Swamp Dance Fest, a four-week summer dance intensive offered at UF’s G-6 Studio, will end this week with performances developed throughout the program.
Dancers will be challenged in rigorous classes, including modern, improvisation and composition, said Trent Williams, this year’s Swamp Dance Fest director.
Williams, an assistant professor of dance at UF, said the majority of participants are incoming freshmen pursuing bachelor’s degrees in dance or students currently enrolled in UF’s dance program. Some students travel from other universities to take part in the program.
Twenty dancers are participating this year, and those who are UF students will receive three credits, said Kevin Austin, an academic advisor for UF’s College of the Arts.
Dancers are able to interact and collaborate with guest artists, from whom they learn technique and how to explore creativity through choreography.
This year’s festival features two guest artists: Duane Cyrus, an associate professor at the University of North Carolina at Greensboro, and JoAnna Mendl Shaw, a long-standing choreographer and educator.
Jennifer Klammer, a 19-year-old participant, said she’s had a wonderful experience and has learned a great deal from the guest artists.
“I’ve been working a lot with Duane,” she said. “He bases his choreography off of our movement, and I really like that process. It lets our voices as artists come out.”
In addition to dancers developing their technical skills, they will experience various special projects.
Dancers will hear about the guest artists’ careers, people who they’ve worked with in the industry and how they made it as artists in today’s dance field, Williams said.
Williams said the program is also a great networking ground for students once they have left the program.
“A lot of our students go to New York and choreograph later on, or do their own work as well as work with guest artists who were part of Swamp Dance Fest with them,” Williams said.
Dancers in the festival create works performed by students and guests.
“The culminating performance showcases what the students have learned throughout the Summer, as well as share with their parents and friends the repertory that they’ve learned during the four weeks of being in this intensive,” Williams said.
The final performances will be held Friday to Sunday at the McGuire Pavilion Black Box Theatre.

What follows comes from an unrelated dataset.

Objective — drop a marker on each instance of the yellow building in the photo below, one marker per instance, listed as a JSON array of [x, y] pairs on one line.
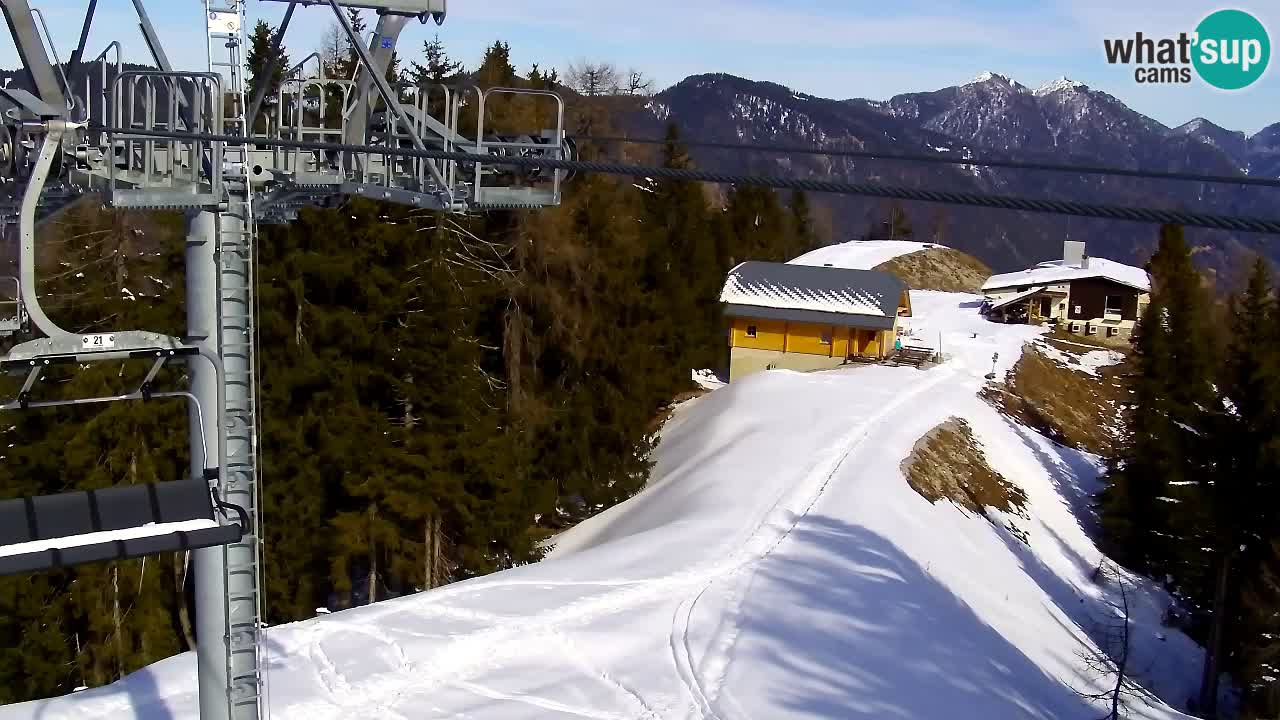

Tickets can be purchased from the UF Box Office. Tickets are $13 for UF students, $15 for staff and faculty and $18 for community members, according to UF’s College of the Arts.
Klammer, a dance and journalism sophomore, said she hopes people who attend the final performance learn dance is more actively thought out instead of just movement.
“Dancers are active thinkers, not just robots who kick, step, turn,” she said.